Back then, she’d been more certain; during the domestic playthrough, she dipped into the multiverse for months at a time relatively assured that the synthome of her future husband was really being piloted by him, or that he was, at least, reviewing the highlight reel, adding anticipated or moment-to-moment lines of dialogue and desired outputs, as confirmed by the idiosyncratic dawnspeak being broadcast on his socials every day or two. Sometimes she went quiet for a week or two, hacking away at IRL; on those occasions, he usually went quiet too, aside from the routine announcements and corpo-speak, which she’d learned to distinguish from dawnspeak through ALPHA Agent protocols. Aura knew to check in on him, and that her absence had started to hurt, when shit started getting Biblical in that department.

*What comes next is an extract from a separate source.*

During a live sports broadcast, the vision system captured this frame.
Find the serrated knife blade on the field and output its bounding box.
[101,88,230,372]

Not a lot of recruitment went on in those days. The extended reality technology had gotten so good, become so immersive, that if the equipment wasn’t embedded with routine shutdowns and game time allotments, she surely would’ve lost herself in it completely. Aura had never been very good at that, knowing when to stop. She worried. She worried that ALPHA would declare her compromised and depose her from her position as prime recruitment officer, and occasionally, a flicker of doubt entered her mind that her future husband’s synthome was being piloted by him at all.
Then Josh grew up and moved out of home.
Now, she was questing. Just like her synthson.

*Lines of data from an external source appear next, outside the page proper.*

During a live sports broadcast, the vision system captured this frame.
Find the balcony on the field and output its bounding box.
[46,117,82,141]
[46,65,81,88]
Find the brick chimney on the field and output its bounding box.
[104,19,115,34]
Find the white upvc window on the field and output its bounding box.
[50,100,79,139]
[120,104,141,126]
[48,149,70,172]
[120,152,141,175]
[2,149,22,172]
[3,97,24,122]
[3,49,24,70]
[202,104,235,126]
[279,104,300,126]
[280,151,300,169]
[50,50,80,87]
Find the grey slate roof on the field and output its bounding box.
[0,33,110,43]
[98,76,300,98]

Though for what, it was hard to say.
“Am I doing this right?”
The dreamy absence of her thoughts were interrupted by her future husband sliding into the chair across from her at the Pixel Perk coffee shop. He was in a teal blue t-shirt and jeans, holding a matcha latte, and wearing a smug little smirk covering teeth that were too straight. His hair was solid brunette, absent the silvered look that had already crept in on him when she’d met him, and she pegged him as somewhere in his late 20s, but touched up. Too young, too artificial. Internally her immediate reaction was to recoil in revulsion, recognizing the synthome instantly as not-him, his voice a little too even, just like his teeth. Instead, Aura froze, her eyes trained upon his face, and examined her reaction and how it reflected on her composure as a field agent. She glanced down and lifted up her own hand to look at it, first her palm, then the back. Her own response had betrayed her, and that little internal flicker of doubt.
He obviously wasn’t the first Sam.
Was she the first Aura?
“What are you looking for, Aura?” Sam queried.

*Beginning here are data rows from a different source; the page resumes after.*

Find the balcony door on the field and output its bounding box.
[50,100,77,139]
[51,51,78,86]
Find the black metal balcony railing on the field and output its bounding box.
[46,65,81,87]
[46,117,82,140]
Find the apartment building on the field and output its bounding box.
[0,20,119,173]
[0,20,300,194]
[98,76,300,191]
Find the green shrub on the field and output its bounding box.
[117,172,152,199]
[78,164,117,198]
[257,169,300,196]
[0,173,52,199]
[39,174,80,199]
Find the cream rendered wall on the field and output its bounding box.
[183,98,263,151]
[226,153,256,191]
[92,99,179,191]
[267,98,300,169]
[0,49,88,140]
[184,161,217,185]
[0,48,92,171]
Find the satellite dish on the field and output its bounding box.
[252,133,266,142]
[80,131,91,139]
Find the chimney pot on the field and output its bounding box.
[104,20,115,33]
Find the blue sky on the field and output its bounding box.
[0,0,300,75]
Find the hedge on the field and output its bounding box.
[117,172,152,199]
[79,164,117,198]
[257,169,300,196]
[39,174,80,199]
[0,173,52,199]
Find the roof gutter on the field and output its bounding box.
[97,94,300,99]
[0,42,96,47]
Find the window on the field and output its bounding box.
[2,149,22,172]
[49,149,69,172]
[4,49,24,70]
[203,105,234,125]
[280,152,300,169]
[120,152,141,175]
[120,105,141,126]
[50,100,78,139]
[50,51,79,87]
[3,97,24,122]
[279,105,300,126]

Aura placed her hand back down on the table.
She took a sip of her vanilla cream cold brew made with oat milk, glancing out the window at the beautiful beachfront view where neon waves broke in pixellated spray across the shore. Licked the cream off her lip. Looked back at him, and studied his face.
“I dunno,” she said pensively. “I think it was the thought that you would always want me because we were early to something.”
Smiling, Sam set his matcha down on the table, stood up, bent over, placed both hands on her cheeks, leaned forward, and kissed her full on the mouth. Aura flushed bright red immediately. The younger versions of him were so damn smug! Grinning, he sat back down and looked at her.
“You think too much,” he said simply.